FDIC, Reluctant Landlord, Owns $1.8 Billion In Real Estate

Sheila Bair, de facto real estate magnate?

As the mortgage market imploded over the past few years, the head of the Federal Deposit Insurance Corporation has watched as her agency became the owner of thousands of soured real estate properties, the Wall Street Journal reports this morning. In total, the FDIC currently owns $1.8 billion real estate, the WSJ notes.

Though the WSJ focuses on the agonizing process of unloading an Atlanta housing development named Dresden Heights -- located next to a Waffle House and a Motel 6, apparently -- the massive role the government is playing in propping up the housing market has come under increasing scrutiny of late.

The financial crisis and the real estate downturn have become linked in a vicious cycle. It goes something like this: borrowers default on their mortgages, banks holding mortgage assets fail, and, in bailing out the failed banks, the government is left owning thousands of shoddy real estate properties.

A quick scan of the some of the properties the FDIC is currently trying to unload, via the agencies website, reveals part of the problem. The agency is selling vastly different properties in very different markets (everything from a $1,800 single-family home in Detroit, and a $1 million property outside of Sacramento).

Here's the WSJ:

The financial crisis started with Americans buying homes they couldn't afford. It is ending with the government struggling to sell buildings it never wanted.

In the past two years, the FDIC has taken over 150 failed banks. In the process, it has seized more than 5,000 houses, subdivisions, buildings, parcels and other foreclosed assets. The current backlog of property stuck on the agency's books, with an appraised value of $1.8 billion, ranges from an $18,700 clapboard home with stained carpets in Birmingham, Ala., to a $1.7 million mountainside lodge with a heated driveway in Steamboat Springs, Colo.

Taxpayers will be grappling with this flotsam for years to come, one example of how the crisis will linger long after the economy begins to revive.

While no one expects the FDIC -- the body charged with regulating overseeing more than 8,000 banks -- to be particularly adept in the real estate game, the agency is just one of several government-controlled organizations that are wading through the detritus of the housing market.

The cash reserves at the Federal Housing Administration, which insures one out of every five single-family homes in the U.S., are at record lows. Fannie Mae, for its part, recently asked the government for $15 billion more in aid.

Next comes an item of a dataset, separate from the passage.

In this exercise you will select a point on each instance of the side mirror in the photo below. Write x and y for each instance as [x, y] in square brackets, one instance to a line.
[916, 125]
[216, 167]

For 2009 alone, the government has spent a mind-boggling $300 billion propping up the housing market, according to a recent report from the Congressional Budget Office.

Worse, as the WSJ put it, some of the properties languishing on the FDIC's books are on their second go-around. "At a recent FDIC auction in Atlanta, the agency offered a four-unit condo building it had already sold once before -- after the savings-and-loan crisis two decades ago," the Journal reports.